Before the advent of programmable logic, custom logic circuits were
built at the board level using standard components, or at the gate level in expensive
application-specific (custom) integrated circuits. The FPGA is an integrated circuit
that contains many (64 to over 10,000) identical logic cells that can be viewed as
standard components. Each logic cell can independently take on any one of a
limited set of personalities. The individual cells are interconnected by a matrix of
wires and programmable switches. A user's design is implemented by specifying the
simple logic function for each cell and selectively closing the switches in the
interconnect matrix. The array of logic cells and interconnect form a fabric of
basic building blocks for logic circuits. Complex designs are created by combining
these basic blocks to create the desired circuit.
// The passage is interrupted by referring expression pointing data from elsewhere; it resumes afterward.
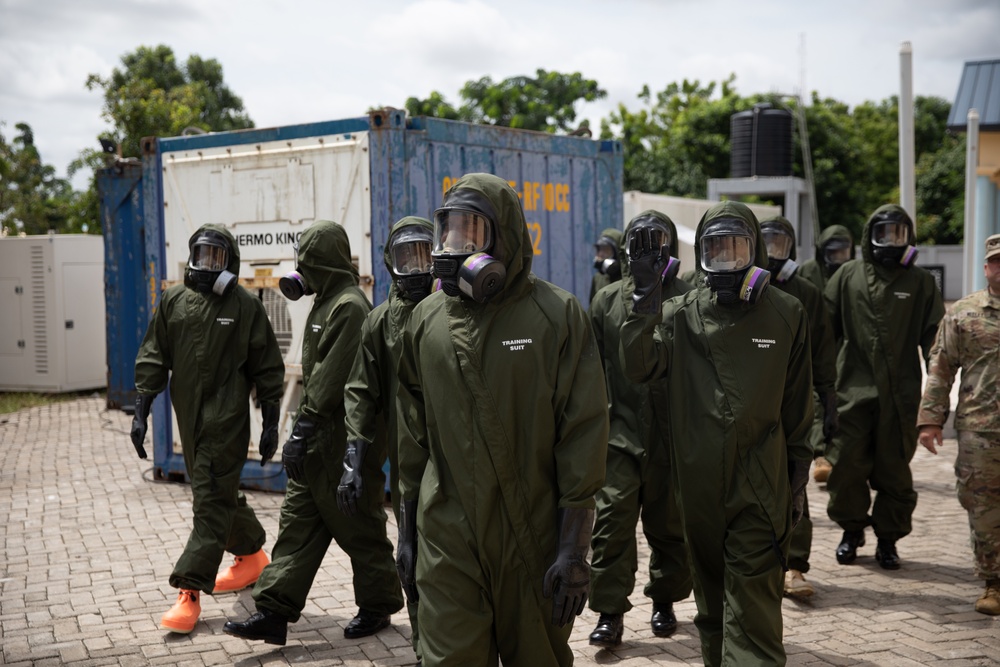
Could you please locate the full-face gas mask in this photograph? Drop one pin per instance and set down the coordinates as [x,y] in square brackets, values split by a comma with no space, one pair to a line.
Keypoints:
[206,270]
[659,235]
[606,258]
[293,284]
[464,234]
[890,234]
[779,245]
[410,253]
[727,257]
[834,253]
The logic cell architecture varies between different device
families. Generally speaking, each logic cell combines a few binary inputs
(typically between 3 and 10) to one or two outputs according to a boolean logic function
specified in the user program . In most families, the user also has the option of
registering the combinatorial output of the cell, so that clocked logic can be easily
implemented. The cell's combinatorial logic may be physically implemented as a
small look-up table memory (LUT) or as a set of multiplexers and gates. LUT devices tend
to be a bit more flexible and provide more inputs per cell than multiplexer cells at the
expense of propagation delay.
Field Programmable means that the FPGA's function is defined by a user's
program rather than by the manufacturer of the device. A typical integrated circuit
performs a particular function defined at the time of manufacture. In contrast, the
FPGA's function is defined by a program written by someone other than the device
manufacturer. Depending on the particular device, the program is either
'burned' in permanently or semi-permanently as part of a board assembly process, or
is loaded from an external memory each time the device is powered up. This user
programmability gives the user access to complex integrated designs without the high
engineering costs associated with application specific integrated circuits.
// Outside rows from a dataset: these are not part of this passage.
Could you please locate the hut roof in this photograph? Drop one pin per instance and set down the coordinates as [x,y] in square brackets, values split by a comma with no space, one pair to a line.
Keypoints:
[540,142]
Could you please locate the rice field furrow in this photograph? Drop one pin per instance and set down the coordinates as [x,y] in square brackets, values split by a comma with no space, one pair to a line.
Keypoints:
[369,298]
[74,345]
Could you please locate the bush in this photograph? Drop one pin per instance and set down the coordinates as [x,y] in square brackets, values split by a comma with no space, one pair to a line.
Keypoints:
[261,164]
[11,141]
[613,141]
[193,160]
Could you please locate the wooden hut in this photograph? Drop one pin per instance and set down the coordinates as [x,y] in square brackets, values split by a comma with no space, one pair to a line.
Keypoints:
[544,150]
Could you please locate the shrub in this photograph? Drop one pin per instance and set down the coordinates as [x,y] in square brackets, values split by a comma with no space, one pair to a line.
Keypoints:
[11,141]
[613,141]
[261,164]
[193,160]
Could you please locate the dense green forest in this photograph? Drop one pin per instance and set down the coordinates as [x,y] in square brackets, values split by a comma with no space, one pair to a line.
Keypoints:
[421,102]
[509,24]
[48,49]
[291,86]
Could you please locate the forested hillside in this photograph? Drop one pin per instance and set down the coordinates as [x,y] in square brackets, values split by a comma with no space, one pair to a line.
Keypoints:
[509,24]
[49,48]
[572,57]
Individually defining the many switch connections and cell logic
functions would be a daunting task. Fortunately, this task is handled by special
software. The software translates a user's schematic diagrams or textual hardware
description language code then places and routes the translated design. Most of the
software packages have hooks to allow the user to influence implementation, placement and
routing to obtain better performance and utilization of the device. Libraries of
more complex function macros (eg. adders) further simplify the design process by providing
common circuits that are already optimized for speed or area.